1 (edited by RobLarge 03-12-2009 11:08:52)

Re: More validation issues

Having fixed the problem we had with imports & exports recently (which was related to problems with the StdValLib.dll validation library, we thought we should check out the state of our data holding.

Using the Data Validation Toolkit beta on our whole recorder dataset revealed 40 invalid records (from a total of 700,000 + so not too bad really). Interestingly several of these predate the problem we just fixed, in that they were imported from Recorder 3 last year. All were related to bad spatial references. One survey event was somehow imported with no spatial reference at all, consequently it, and its only sample (of 12 records) have no spatial ref either. I didn't think this was even possible with Recorder 6.

By way of a check, I have just right-clicked on the survey containing this bad event and chose Revalidate record (which I assume uses the dll mentioned above). After a long wait it reported only 3 defective records in the survey, none of which were from the faulty sample (so the validation isn't picking up the lack of a spatial ref).

Stranger still, the three records identified, were reported as "The Determination Date cannot come before the Sample Date." However, in each case the determination date appears to exactly match the sample date, i.e. the records were in fact valid and the tool reported wrongly.

I edited the survey event in each case and retyped the exact same date, saved (and told it to update all child samples) and re-ran the validation check, but this made no difference.
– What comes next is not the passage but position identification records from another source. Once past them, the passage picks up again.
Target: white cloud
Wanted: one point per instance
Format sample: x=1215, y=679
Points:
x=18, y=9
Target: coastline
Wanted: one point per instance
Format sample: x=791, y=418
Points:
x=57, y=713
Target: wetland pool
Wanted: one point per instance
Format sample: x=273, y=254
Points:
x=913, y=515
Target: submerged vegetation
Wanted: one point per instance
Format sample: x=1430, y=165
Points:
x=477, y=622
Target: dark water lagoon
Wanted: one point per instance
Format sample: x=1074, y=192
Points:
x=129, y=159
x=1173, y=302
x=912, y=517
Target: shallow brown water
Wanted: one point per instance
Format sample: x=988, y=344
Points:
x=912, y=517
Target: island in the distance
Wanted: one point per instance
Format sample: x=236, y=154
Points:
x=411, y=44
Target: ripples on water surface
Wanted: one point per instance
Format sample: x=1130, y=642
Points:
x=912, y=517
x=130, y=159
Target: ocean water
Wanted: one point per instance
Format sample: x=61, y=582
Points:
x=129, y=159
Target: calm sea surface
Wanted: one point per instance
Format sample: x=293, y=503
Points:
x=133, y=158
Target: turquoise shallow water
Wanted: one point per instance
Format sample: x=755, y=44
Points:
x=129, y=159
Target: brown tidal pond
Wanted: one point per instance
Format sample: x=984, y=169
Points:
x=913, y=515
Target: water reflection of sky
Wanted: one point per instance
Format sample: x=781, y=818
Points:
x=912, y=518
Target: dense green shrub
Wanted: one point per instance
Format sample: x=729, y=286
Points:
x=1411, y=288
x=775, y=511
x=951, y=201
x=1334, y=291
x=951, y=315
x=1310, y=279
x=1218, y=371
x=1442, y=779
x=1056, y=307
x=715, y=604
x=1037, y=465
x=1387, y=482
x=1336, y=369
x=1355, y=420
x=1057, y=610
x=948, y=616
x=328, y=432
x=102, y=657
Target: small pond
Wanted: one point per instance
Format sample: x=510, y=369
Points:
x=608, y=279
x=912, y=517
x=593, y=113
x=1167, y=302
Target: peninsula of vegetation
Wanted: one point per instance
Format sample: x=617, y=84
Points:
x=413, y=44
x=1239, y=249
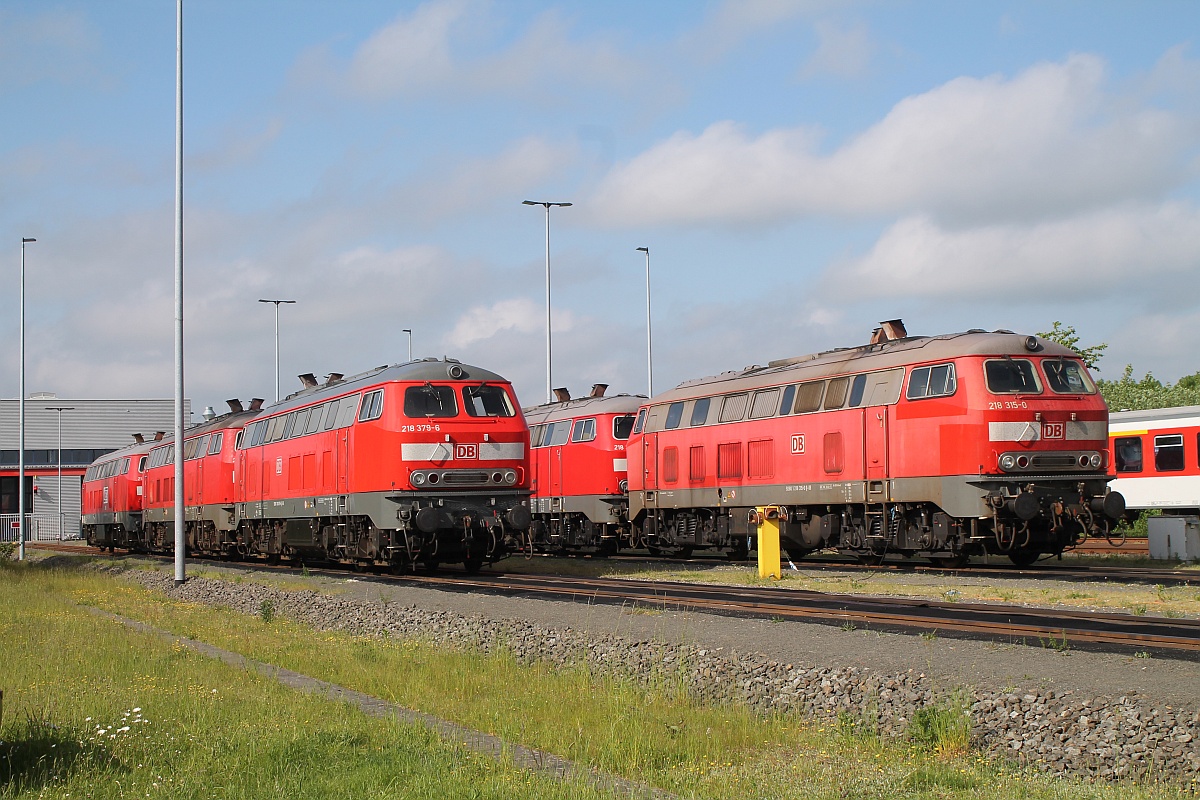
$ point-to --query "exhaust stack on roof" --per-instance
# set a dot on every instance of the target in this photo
(888, 330)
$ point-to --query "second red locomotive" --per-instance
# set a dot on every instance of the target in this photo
(943, 447)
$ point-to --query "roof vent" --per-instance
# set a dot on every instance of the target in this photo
(888, 331)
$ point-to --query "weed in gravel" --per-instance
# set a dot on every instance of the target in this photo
(943, 728)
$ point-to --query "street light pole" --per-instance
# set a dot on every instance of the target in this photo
(21, 403)
(59, 487)
(277, 343)
(649, 338)
(550, 391)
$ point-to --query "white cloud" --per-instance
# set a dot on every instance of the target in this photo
(841, 52)
(517, 314)
(55, 46)
(1049, 142)
(1126, 250)
(411, 52)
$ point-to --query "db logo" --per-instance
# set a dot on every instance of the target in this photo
(1054, 429)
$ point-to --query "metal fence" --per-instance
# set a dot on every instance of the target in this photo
(39, 528)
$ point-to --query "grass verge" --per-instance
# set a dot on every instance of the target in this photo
(649, 733)
(93, 709)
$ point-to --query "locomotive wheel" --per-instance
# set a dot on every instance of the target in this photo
(1024, 558)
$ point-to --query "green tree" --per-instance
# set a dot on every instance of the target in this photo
(1066, 336)
(1129, 395)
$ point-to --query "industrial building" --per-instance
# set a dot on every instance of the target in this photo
(63, 437)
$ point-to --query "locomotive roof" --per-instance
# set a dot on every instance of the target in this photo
(555, 411)
(897, 353)
(423, 370)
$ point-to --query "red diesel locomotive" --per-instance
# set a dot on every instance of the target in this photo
(943, 447)
(418, 463)
(579, 467)
(112, 497)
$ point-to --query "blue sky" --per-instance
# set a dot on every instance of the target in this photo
(799, 170)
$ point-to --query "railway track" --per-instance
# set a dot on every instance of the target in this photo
(1060, 629)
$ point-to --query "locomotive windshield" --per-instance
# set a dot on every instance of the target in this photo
(1067, 377)
(1012, 377)
(430, 401)
(486, 401)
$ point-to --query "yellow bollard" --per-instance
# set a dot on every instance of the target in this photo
(768, 543)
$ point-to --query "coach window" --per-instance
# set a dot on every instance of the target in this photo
(785, 405)
(675, 413)
(486, 401)
(808, 396)
(933, 382)
(583, 429)
(315, 417)
(299, 423)
(1169, 452)
(430, 401)
(835, 395)
(372, 405)
(765, 403)
(1067, 377)
(1127, 452)
(558, 435)
(857, 389)
(733, 407)
(1012, 377)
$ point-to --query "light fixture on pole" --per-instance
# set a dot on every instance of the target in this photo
(58, 488)
(550, 391)
(277, 343)
(21, 423)
(649, 338)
Closer inspection of the data tables revealed that in one example the determination had vague date (start , end and type) 34914, 34914, D while the survey event vague date fields were 34914, 0 and D (i.e. the vague date end field is invalid).
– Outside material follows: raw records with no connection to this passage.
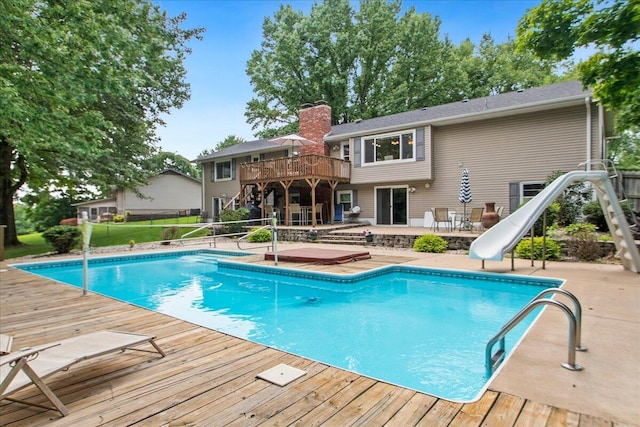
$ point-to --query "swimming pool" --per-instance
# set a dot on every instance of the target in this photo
(420, 328)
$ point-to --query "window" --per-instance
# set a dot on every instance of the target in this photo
(223, 171)
(385, 148)
(345, 198)
(529, 190)
(345, 151)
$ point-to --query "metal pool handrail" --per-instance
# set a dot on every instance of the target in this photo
(493, 361)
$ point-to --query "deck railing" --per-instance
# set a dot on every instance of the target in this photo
(302, 167)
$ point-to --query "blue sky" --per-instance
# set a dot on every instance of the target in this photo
(220, 88)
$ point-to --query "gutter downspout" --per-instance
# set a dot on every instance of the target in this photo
(601, 133)
(587, 101)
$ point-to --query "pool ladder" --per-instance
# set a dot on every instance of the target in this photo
(492, 361)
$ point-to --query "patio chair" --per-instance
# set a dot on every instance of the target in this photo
(32, 365)
(5, 344)
(295, 210)
(441, 215)
(476, 218)
(319, 207)
(338, 213)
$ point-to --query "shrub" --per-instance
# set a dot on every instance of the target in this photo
(552, 218)
(583, 242)
(234, 215)
(170, 233)
(593, 214)
(261, 236)
(570, 202)
(430, 243)
(523, 250)
(63, 238)
(119, 218)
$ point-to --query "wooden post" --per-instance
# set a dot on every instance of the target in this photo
(2, 227)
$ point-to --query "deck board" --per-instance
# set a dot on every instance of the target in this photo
(209, 378)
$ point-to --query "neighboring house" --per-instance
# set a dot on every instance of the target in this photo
(398, 167)
(168, 192)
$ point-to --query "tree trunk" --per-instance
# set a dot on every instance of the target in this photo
(9, 157)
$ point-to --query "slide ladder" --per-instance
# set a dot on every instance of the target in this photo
(502, 238)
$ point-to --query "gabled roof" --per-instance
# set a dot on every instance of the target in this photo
(526, 100)
(260, 145)
(170, 171)
(468, 110)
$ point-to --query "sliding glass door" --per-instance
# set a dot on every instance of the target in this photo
(392, 205)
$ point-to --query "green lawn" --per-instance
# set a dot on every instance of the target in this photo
(107, 234)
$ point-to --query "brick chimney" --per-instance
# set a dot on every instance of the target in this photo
(315, 123)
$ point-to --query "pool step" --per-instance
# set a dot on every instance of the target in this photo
(204, 258)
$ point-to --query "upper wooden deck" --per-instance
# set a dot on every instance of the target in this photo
(311, 166)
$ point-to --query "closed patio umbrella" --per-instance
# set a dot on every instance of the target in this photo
(293, 139)
(465, 195)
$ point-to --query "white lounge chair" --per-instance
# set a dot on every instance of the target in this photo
(32, 365)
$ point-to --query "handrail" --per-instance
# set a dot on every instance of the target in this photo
(221, 223)
(577, 312)
(196, 230)
(491, 362)
(253, 232)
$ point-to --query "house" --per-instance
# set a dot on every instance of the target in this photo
(169, 192)
(397, 167)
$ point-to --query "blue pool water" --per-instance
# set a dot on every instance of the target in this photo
(420, 328)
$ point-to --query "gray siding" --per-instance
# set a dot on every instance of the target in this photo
(496, 152)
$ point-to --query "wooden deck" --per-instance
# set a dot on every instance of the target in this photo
(209, 378)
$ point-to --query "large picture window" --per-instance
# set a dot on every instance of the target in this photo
(384, 148)
(223, 170)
Clearly the validation check performed by the dll is not working properly and the fact that there are, I discover 311 survey events in the dataset which have the same problem (all dating from the Recorder 3 import and there are a further 33 survey events with vague dates 0,0,D which are probably also suspect), demonstrates that the validation checks were not working properly then either.

Also interestingly I discover that after re-entering the dates for each survey and saving as described above, they still have the same erroneous vague date fields.

So it would seem that the validation dll is untrustworthy as it cannot successfully detect spatial reference errors, nor can it report correctly the cause of a discrepancy in vague dates.

Furthermore, the data Validation Toolkit beta cannot detect defective vague dates in Recorder.

Incidentally, when I located the sample with the missing spatial refs and did the right-click validation on this alone, it passed validation. This sample has location name set to Unknown and no spatial reference and yet it passes validation.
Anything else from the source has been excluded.